Wonderful Social Classic That Echoes Issues of Its Day...
TO KILL A MOCKINGBIRD is presented like a play in three acts. It is also from the children's perspective. Through the kids, we find that racism is a learned attitude or feeling. We also see a delightful coming of age drama as the young kids realize that there is no Boogeyman down the street and their father is capable of doing a lot more than they think. The great Gregory Peck plays Atticus Finch, a pillar of nobility, social conscience, and, rare for 1930's Americana, a single parent. Peck is such a strong presence, you believe everything about him. It is something you can compare to America's trust in TV anchorman Walter Cronkite. We always took his word for it.
Act one puts Atticus in the background and allows the kids to flourish. Director Robert Mulligan was able to get such realistic performances from non-professional kids. They are amusing and fun to watch. The big mystery lies in the house down the street in this small Georgia town. Who is the monstrous, "6 and a half feet big" legend living in the end house? Some light suspense ensues, while the buildup to a stirring act two is happening. Atticus must defend an African-American man for the alleged rape of a white woman.
After threats galore, an unshaken Peck takes to the courtroom jungle in, without a doubt, one of the top 5 court scenes in motion picture history. Brock Peters lends the film its best moments as the accused "negro" on trial. This man has a face chiseled with suffering and deep, deep sorrow. We know Atticus is a good man, a decent human being with a soul. He sees this in his client as well, and in a closing argument that must have roused the civil rights movement, implores the jury to vote justice. An all-male, all-white jury in the 1930's were tough listeners. Peters' breakdown on the stand is one of the most realistic, emotionally saddening moments you'll ever see, especially in Hollywood films of the 1960's. The scene when Peck leaves the courtroom is now legendary as well.

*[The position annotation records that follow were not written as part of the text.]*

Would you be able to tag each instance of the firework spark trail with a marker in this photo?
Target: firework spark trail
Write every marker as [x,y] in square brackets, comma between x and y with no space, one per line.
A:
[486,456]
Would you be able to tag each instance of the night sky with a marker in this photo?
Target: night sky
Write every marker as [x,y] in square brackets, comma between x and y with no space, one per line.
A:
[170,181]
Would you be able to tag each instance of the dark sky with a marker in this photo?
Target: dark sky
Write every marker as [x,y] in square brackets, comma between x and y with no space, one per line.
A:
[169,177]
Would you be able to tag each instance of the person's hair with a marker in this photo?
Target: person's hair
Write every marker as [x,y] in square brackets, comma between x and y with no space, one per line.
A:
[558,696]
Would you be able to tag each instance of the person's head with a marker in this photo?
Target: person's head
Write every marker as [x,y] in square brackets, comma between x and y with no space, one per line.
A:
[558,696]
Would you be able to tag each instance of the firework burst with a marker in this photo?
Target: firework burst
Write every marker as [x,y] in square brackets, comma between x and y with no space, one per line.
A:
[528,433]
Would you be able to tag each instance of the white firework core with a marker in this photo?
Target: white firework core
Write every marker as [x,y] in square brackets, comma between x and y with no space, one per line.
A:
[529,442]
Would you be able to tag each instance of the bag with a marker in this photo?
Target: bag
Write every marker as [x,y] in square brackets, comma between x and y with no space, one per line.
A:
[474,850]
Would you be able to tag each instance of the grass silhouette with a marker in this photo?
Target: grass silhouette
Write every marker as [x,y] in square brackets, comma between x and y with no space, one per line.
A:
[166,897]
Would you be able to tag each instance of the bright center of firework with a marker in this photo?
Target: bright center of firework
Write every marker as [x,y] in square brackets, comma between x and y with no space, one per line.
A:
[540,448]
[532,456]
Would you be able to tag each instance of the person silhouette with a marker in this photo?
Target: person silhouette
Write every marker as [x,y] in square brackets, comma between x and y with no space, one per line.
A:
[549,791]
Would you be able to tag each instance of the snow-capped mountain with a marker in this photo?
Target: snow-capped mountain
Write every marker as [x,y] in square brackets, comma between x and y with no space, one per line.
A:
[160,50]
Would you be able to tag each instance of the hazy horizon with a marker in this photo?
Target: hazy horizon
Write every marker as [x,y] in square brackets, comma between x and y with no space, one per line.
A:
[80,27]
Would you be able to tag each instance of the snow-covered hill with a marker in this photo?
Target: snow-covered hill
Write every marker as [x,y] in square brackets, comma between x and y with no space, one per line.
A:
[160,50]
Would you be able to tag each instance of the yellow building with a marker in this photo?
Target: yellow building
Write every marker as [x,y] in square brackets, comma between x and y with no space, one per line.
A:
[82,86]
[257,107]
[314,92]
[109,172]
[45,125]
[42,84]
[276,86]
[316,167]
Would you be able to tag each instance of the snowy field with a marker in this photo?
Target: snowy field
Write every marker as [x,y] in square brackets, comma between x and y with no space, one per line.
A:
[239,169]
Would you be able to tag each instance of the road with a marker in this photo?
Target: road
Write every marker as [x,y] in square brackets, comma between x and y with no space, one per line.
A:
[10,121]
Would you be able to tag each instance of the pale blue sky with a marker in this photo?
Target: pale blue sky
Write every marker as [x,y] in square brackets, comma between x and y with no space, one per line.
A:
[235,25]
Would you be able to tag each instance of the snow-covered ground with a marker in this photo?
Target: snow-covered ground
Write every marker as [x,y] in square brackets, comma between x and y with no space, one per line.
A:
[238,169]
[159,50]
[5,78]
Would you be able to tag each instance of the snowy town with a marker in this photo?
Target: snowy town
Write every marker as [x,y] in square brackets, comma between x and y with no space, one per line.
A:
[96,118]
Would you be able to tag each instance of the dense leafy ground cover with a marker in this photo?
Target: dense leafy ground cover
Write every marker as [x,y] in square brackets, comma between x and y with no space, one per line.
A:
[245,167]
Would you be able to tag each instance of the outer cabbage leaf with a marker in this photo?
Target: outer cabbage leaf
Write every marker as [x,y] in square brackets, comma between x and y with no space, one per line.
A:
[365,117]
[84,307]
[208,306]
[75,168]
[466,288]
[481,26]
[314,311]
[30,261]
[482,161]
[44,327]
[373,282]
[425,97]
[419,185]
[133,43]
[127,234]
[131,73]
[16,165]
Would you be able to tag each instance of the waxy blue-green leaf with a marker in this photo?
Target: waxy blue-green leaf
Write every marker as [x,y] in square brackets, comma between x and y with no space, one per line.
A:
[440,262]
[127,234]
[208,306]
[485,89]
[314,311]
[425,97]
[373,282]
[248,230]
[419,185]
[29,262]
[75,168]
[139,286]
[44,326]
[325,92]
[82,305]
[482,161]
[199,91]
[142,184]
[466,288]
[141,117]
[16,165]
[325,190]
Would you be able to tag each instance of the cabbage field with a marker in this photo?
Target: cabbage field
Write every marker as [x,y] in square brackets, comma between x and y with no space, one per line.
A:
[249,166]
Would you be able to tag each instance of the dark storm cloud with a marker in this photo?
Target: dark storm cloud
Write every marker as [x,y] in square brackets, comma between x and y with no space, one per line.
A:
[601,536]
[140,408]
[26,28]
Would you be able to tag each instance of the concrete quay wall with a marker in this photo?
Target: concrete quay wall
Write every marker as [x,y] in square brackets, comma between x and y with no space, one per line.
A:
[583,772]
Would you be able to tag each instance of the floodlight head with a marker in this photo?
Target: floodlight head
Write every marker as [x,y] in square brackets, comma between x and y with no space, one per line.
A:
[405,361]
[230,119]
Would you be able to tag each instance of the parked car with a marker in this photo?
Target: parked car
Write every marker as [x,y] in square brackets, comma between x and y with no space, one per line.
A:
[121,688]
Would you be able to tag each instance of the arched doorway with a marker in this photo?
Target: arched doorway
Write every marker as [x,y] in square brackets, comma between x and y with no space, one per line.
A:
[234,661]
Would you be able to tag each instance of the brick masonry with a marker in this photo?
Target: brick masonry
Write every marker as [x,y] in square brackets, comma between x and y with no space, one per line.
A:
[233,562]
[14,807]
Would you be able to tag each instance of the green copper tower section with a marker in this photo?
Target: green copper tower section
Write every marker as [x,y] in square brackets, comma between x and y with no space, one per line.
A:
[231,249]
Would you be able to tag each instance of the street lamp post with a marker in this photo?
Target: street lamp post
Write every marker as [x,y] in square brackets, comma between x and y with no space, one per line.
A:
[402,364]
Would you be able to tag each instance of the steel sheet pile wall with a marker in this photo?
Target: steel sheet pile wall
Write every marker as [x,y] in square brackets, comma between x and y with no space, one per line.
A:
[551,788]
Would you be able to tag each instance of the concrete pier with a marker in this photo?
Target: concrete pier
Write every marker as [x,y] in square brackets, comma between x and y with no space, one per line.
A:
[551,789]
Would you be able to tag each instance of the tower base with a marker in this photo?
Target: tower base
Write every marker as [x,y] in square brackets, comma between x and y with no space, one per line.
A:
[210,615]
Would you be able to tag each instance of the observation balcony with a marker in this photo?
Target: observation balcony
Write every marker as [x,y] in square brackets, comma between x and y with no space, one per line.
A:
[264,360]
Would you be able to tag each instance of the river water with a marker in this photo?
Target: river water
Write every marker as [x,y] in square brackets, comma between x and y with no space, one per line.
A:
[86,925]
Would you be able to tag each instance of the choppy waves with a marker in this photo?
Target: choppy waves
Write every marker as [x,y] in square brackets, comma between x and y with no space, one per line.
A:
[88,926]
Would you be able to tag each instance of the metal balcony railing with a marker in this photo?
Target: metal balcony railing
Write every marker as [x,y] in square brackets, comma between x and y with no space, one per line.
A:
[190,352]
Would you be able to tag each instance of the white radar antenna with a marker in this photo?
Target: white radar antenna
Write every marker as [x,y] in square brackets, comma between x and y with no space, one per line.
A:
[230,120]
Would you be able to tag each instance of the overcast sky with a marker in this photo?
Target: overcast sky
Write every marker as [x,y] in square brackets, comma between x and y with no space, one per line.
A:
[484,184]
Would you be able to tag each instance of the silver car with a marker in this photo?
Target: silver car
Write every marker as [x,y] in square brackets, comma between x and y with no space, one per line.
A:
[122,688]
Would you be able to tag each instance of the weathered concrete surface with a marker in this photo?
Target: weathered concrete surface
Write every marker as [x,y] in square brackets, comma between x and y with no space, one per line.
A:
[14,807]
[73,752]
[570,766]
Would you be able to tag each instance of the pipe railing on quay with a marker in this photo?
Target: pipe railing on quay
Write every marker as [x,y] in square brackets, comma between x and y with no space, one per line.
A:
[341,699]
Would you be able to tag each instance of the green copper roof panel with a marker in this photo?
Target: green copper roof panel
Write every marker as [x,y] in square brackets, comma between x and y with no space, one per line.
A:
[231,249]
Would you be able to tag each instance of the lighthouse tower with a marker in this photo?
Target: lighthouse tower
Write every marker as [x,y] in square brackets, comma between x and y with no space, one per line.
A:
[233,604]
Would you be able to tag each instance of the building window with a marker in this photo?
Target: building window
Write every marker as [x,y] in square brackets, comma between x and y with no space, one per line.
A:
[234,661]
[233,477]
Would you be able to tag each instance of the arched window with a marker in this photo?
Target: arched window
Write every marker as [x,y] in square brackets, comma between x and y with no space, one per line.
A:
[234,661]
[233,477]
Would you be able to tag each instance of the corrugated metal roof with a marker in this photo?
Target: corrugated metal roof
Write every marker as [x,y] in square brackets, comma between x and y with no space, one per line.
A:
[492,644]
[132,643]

Act three produces a tragic death, an unlikely hero, and the bringing together of a family. The filmmakers have such a passion for the material, they seem to handle it with gentleness. Racism is a hard-boiled subject and it is depicted and dealt with through grace and patience. TO KILL A MOCKINGBIRD poses the injustice of race relations in the 1930's as a front for the events happening in the 1960's. The film came out during turbulent times and was also an adaption of a literary classic. I am one to judge a film solely by film only. The book is a separate art form and should not be compared to the film, an art form itself. It is important, it is enlightening, and it has not aged. Watch it.